The Joplin Globe, Joplin, MO

Globe Life

September 26, 2011

Lisa Brown, book review: Women provide plenty of laughs in summer reads

JOPLIN, Mo. — Following the May 22 tornado, my reading habits changed -- for the better.

The first few weeks were utter chaos. I lived in a hotel for two weeks, moved to a rental house while my home was repaired, and packed up my belongings to keep them out of the way of the builders.

Despite that mess, I managed to read more than usual. When I had a spare minute, I’d grab a book or magazine. I listened to audiobooks in my car. I spent quality time with my Kindle.  

In particular, I turned to humorous books to buoy my spirits.

Tina Fey’s “Bossypants” was just what I needed, post-tornado. I’ve been a fan of her for years. She’s smart, hilarious and very much a feminist. (And let’s not forget the awesomeness of her Sarah Palin impression.)

In this collection of essays, she covers ground both personal and professional: her childhood as the daughter of a Greek mom and an uber-cool dad; her time in the Second City comedy troupe; her years as a writer and performer for “Saturday Night Live” and then “30 Rock”; marriage and motherhood; the importance placed on a woman’s physical appearance.  

I laughed all the way through this book. Perhaps the funniest chapter describes her unfortunate honeymoon trip to Bermuda. Let’s just say that it entails a cruise-ship fire and a husband who’s petrified of flying.

I also loved all the behind-the-scenes stories about “Saturday Night Live” and how things have changed for female writers and performers in the past decade. Just don’t make the same mistake I did and read the “SNL” chapter while eating lunch. The descriptions of the male writers’ bathroom habits were disgusting.

A few months later, I checked out the audio version of “Bossypants” so that I could hear the author herself read it. She did not disappoint.

Fey’s narration is spot-on. By turns, she’s funny, snarky, sweet and candid. She does great impressions of people, including herself at various points in her life. Her anecdotes about her awkward teen and college years had me giggling and cringing.

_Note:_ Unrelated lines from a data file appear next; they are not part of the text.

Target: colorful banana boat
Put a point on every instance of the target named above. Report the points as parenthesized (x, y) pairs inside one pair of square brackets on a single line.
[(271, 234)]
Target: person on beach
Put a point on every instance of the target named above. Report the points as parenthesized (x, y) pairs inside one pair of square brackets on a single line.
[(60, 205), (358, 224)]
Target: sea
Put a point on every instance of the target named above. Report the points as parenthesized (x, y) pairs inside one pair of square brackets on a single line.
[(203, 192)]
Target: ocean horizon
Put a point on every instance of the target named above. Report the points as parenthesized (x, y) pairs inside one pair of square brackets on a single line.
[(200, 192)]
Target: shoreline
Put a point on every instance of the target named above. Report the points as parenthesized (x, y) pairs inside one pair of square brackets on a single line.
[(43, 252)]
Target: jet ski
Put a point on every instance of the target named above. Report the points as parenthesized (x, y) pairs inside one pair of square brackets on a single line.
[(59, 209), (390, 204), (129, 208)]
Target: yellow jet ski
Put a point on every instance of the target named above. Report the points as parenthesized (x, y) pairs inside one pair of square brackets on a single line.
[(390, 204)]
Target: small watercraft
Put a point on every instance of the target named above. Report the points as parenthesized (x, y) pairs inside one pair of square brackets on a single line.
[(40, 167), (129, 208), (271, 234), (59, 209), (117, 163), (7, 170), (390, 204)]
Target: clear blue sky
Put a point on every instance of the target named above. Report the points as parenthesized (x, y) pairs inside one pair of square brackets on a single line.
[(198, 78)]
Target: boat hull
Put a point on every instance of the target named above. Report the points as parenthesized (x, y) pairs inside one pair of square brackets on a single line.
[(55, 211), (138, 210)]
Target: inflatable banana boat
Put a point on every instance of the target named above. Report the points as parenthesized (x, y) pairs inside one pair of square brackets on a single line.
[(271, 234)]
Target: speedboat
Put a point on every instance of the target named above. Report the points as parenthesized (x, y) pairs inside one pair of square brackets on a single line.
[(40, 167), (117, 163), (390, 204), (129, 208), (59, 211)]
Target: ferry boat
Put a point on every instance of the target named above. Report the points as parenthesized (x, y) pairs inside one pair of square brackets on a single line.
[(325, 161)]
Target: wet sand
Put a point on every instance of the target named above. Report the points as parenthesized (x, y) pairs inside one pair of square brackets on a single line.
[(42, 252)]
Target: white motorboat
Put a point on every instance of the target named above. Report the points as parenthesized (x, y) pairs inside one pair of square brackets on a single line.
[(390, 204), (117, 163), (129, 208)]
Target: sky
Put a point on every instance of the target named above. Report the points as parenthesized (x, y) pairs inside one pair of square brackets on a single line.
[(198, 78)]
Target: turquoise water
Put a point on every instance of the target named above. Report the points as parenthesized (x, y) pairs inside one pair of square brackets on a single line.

An added bonus of this edition of “Bossypants” is that Fey slips in some asides specific to the audio and even plays an entire sketch, her now-classic first appearance as Sarah Palin on “SNL.”

Chelsea Handler is another author I turned to for laughs this summer. “Are You There, Vodka? It’s Me, Chelsea” covers everything from her first DUI to traveling to Costa Rica with her recently widowed father, who scores them an upgrade to first class by telling airline staff that they’re on their honeymoon.

But consider yourself warned: If you’re offended by swearing and other not-so-nice language, this book, especially in audio format, might not be for you.  

Still in a Chelsea Handler frame of mind, I moved on to “Lies that Chelsea Handler Told Me,” authored by “Chelsea’s family, friends, and other victims.” Although far from hilarious, the book had its moments.

The essays detail how Handler fools people with her unbelievable lies, ranging from false pregnancies to fake romantic relationships. It seems there is no lie that Chelsea Handler won’t tell in order to mess with people.

 Even her dog, Chunk, gets in on the act; the last piece in the book is “authored” by the furry mixed-breed.

Unfortunately, I also listened to “Lies” in audio format. I say “unfortunately,” because the authors narrated their own essays, and many of them aren’t professional performers. Most of them sounded like they were reading aloud in a high-school English class. Yawn.

Finally, I zipped through “Wishful Drinking,” an adaptation of Carrie Fisher’s -- aka Princess Leia -- one-woman stage show of the same name. She touches on everything from being Princess Leia, life with her famous parents (Debbie Reynolds and Eddie Fisher), her drug and alcohol abuse and her battle with bipolar disorder.

Although I enjoy Fisher’s self-deprecating sense of humor, I found “Wishful Drinking” too slight and the structure a little loose, perhaps because it’s meant to mimic her stage show. I would have preferred more detailed, formal essays or even an outright memoir.

Thanks for the laughs this summer, ladies. I needed them.


Lisa E. Brown is the Administrative Assistant at the Joplin Public Library.